I arrived two days ago now and I’m still culture shocking. I’ve even been to Bali before, but its just other worldly here. Hindu statues and offerings are everywhere and its just really a unique little spot in the world. I quite like Bali. I am staying at a hotel in Sanur and I met with the staff at my company yesterday and meeting everyone went well. It is quite a large pearling operation here in Indonesia. I will be in here in Sanur until Monday and then head up to a North Bali site in Penybangan to go through some training for a week. Then its off to the island of Alor (3 hr flight from Bali) where I will be based. Loading up on mosquito repellent and coils as it sounds like dengue fever is prevelant in these places. Other than dengue and a slight chance of malaria I’ve got all my shots so I’m good! It seems like the people of Alor are different than most Indonesians. I am under the impression that the people will be similar to those living in Papua New Guinea, but I will just have to see! For example Christianity is primarily practiced in Alor instead of Hindu in Bali and Muslim throughout the rest of Indonesia.

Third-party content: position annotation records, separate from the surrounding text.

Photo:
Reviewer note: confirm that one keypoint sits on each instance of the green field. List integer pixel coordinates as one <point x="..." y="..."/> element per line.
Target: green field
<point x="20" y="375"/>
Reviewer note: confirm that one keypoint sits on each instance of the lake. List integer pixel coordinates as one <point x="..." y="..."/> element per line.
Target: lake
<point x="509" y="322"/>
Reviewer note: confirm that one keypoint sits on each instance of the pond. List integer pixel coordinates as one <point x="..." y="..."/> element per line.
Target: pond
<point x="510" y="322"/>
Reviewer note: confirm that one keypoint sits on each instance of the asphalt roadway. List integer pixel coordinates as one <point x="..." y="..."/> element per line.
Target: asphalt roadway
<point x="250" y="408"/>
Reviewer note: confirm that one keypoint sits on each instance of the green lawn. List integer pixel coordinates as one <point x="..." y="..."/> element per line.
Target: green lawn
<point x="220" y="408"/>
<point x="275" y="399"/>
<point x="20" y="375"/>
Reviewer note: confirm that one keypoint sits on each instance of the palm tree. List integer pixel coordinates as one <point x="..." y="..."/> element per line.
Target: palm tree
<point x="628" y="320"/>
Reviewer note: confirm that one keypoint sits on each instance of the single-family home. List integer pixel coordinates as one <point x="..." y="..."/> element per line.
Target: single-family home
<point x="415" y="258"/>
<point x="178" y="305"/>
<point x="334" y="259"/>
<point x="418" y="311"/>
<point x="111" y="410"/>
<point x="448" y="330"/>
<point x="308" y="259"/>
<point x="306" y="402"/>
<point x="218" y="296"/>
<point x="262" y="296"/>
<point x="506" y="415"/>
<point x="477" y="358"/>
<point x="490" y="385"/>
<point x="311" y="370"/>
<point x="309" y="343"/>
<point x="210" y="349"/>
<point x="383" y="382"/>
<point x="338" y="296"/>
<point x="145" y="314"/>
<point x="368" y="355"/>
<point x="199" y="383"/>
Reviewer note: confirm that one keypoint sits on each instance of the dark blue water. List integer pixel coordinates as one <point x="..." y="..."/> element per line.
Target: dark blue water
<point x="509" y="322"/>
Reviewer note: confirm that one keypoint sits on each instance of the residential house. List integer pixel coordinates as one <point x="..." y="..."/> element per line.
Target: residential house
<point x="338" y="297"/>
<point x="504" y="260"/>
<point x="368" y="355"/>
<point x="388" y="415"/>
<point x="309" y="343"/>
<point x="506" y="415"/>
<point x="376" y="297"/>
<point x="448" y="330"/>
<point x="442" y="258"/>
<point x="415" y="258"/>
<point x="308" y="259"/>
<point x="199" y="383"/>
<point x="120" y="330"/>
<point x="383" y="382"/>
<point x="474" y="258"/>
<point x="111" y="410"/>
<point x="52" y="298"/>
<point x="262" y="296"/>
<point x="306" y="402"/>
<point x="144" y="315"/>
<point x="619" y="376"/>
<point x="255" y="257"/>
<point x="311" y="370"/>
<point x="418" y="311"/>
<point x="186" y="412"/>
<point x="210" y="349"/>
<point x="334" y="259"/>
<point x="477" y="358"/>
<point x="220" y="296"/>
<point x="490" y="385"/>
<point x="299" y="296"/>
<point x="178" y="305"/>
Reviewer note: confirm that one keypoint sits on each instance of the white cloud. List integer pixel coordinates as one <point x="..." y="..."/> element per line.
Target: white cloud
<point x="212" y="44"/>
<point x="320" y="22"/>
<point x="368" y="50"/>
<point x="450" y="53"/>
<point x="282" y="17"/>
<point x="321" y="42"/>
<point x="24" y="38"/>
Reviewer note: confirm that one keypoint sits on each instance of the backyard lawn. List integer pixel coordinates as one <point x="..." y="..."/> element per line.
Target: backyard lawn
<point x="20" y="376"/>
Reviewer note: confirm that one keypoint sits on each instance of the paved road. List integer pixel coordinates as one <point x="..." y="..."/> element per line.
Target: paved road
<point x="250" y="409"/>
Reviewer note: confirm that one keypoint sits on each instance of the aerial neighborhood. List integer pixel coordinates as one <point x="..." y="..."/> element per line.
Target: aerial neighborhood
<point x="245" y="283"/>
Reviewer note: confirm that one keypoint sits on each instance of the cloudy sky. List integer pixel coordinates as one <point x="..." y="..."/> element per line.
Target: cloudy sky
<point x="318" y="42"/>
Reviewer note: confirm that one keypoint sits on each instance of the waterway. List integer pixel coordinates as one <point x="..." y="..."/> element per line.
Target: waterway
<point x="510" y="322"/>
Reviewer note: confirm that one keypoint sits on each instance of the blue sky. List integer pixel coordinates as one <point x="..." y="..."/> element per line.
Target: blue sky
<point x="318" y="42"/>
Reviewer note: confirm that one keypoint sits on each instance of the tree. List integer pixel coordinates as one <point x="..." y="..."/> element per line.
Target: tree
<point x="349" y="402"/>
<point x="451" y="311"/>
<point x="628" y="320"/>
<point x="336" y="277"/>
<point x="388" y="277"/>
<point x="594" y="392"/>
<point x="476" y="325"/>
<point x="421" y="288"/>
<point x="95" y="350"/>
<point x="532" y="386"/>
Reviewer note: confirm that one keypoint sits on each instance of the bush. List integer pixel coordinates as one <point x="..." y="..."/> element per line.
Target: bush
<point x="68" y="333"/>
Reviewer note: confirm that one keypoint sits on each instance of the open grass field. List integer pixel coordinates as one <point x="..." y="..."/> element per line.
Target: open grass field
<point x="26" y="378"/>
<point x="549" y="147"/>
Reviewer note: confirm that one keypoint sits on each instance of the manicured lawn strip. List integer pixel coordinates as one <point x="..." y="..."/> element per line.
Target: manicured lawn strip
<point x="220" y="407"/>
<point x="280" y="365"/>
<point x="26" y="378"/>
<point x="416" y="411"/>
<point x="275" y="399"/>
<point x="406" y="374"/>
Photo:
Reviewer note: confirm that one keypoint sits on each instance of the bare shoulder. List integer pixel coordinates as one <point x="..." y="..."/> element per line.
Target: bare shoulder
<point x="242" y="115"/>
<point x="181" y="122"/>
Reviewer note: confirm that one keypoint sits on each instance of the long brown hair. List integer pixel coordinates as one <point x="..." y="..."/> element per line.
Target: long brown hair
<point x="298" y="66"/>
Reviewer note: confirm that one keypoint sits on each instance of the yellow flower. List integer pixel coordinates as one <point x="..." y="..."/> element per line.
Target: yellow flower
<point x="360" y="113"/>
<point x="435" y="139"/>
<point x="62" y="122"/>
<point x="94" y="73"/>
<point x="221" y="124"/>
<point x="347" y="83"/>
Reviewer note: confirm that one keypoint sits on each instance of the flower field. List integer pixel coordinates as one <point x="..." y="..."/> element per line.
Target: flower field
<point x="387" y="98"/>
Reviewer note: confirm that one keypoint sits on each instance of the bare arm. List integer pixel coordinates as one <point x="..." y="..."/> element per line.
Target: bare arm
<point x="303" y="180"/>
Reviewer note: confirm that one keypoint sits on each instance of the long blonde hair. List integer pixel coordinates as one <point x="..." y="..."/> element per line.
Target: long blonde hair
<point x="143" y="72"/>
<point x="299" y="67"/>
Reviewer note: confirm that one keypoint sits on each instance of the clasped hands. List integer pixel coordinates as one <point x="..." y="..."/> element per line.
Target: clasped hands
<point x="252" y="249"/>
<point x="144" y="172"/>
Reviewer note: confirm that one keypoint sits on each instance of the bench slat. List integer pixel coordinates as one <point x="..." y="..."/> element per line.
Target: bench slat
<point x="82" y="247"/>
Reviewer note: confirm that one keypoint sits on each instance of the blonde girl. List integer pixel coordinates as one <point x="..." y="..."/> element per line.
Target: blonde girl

I’m excited to get up to N Bali and start training but in the meantime I’m trying to get over this jet lag from the 30 hours of flying it took to get here. I have a hard time staying up past 7 pm and I’m wide awake and ready to go at 4 am. Not ideal. My hotel has a great pool so I’m reading up about oysters and making this blog sitting outside by the pool in the sun with purple and peach bouganvilla and pink and yellow frangipani trees (my fav!) around the pool. Hindu fountains of elephants and koi are in the pool and a flying bird statue of Garuda greets you at the hotel’s entrance. Well enough about what I’m looking at just now! I’m off to stroll along the beach front cobblestone path on Sanur’s beach (bustling with locals and tourists) and find something for lunch. The food is great by the way. A bit spicy for my tastes, but I can deal. Last night I went around the corner to a local spot for dinner and had a spicy chicken and rice dish I ate with my fingers. Chicken complete with neck! Lots of condiments including some strange fish flakes? I tried a bit of everything though. Ok well I’m off!